Technical specifications
- Suspension (front): Push rod
- Suspension (rear): Push rod
- Engine: Ford-Cosworth EDC1, 2999cc, 75-degree V8, naturally-aspirated
- Transmission: Pacific 6-speed semi-automatic longitudinal
- Power: 630 hp @ 13,200 rpm
- Fuel: Elf
- Tyres: Goodyear

Competition history
- Notable entrants: Pacific Team Lotus
- Notable drivers: 16. Bertrand Gachot 16. Giovanni Lavaggi 16. Jean-Denis Delétraz 17. Andrea Montermini TD. Oliver Gavin
- Debut: 1995 Brazilian Grand Prix
- Last event: 1995 Australian Grand Prix
| Races | Wins | Poles | F/Laps |
| 17 | 0 | 0 | 0 |
- Constructors' Championships: 0
- Drivers' Championships: 0

= Pacific PR02 =

The Pacific PR02 was a Formula One car designed by Frank Coppuck for use by the Pacific team in the 1995 Formula One World Championship. The car was powered by a 3-litre Ford EDC V8 engine. The number 17 car was driven by Andrea Montermini, and the number 16 car was driven by team shareholder Bertrand Gachot, and later pay drivers Giovanni Lavaggi and Jean-Denis Delétraz, before Gachot returned. The team's test driver was Oliver Gavin. The team did not have a main sponsor.

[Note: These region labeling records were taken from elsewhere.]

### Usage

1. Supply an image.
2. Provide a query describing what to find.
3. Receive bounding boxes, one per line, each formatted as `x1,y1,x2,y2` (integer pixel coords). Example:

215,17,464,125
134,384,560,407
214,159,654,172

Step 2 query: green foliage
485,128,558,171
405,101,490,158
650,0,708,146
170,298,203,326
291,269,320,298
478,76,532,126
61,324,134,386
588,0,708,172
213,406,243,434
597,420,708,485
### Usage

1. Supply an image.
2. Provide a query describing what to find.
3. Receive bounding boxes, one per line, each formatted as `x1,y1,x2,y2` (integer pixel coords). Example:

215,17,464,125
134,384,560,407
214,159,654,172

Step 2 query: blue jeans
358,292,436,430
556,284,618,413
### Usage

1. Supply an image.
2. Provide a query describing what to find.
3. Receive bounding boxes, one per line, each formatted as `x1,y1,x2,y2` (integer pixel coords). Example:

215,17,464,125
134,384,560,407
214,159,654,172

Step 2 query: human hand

While the car's performance was an improvement over its predecessor, the PR02 suffered from poor reliability, finishing seven times in thirty-four starts. Out of these seven times, it finished last on two occasions and was not classified on another two occasions.

The team finished last in the Constructors' Championship, with no points, and withdrew from Formula One at the end of 1995.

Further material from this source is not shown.